The deltoid muscle is a large and powerful muscle of the shoulder joint. Being such a prominent muscle, the deltoid is one of a bodybuilder's favourite to train and an anatomy professor's favourite topic to ask about on your upcoming exam.
Originating from three points, this muscle inserts into the humerus and is innervated by the axillary nerve and has a crucial role in moving your shoulder joint.
This article will describe in detail the origins, attachments, innervation, and exact functions of the deltoid muscle, together with some brief clinical aspects to place it in perspective.

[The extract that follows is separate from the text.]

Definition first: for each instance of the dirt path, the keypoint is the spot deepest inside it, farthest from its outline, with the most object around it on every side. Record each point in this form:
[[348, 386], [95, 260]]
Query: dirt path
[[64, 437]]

|Origins||Lateral third of the clavicle, acromion, and spine of scapula|
|Insertions||Deltoid tuberosity of the humerus|
|Function||Abduction and stabilization of the shoulder joint|
Anatomy and Innervation
The deltoid has three parts, each with their own origin:
- clavicular (or anterior) part: lateral third of the clavicle
- acromial (or middle) part: acromion
- spinal (or posterior) part: scapular spine
Together they all insert laterally at the humeral shaft into the deltoid tuberosity. In its course, the muscle lies in close relation to the cephalic vein which runs in the deltopectoral groove between the deltoid and pectoralis major muscle becoming the axillary vein.
The deltoid moves and stabilizes the shoulder joint. The movements of the different deltoid parts can interact both synergistically and antagonistically depending on the specific part and the position of the humerus. The deltoid is the most important abductor of the shoulder joint.
The abduction is mainly initiated and held by the acromial part. Both the clavicular and spinal parts function as adductors up to 60° and abductors over 60°. Furthermore the clavicular part causes an inward rotation and anteversion, the spinal part an outward rotation and retroversion.
An axillary nerve injury may lead to paralysis of the deltoid muscle. The affected patients typically show a clinical picture of an atrophic shoulder in comparison to the healthy side.
Another classic sign is the acromion standing out prominently (“scaphoid sign”). Even though the limitations of movement are partly compensated by the other shoulder muscles especially the abduction and outward rotation become tremendously difficult. Isolated lesions of the axillary nerve occur rarely. More common are injuries due to a dislocated shoulder or proximal humerus fracture.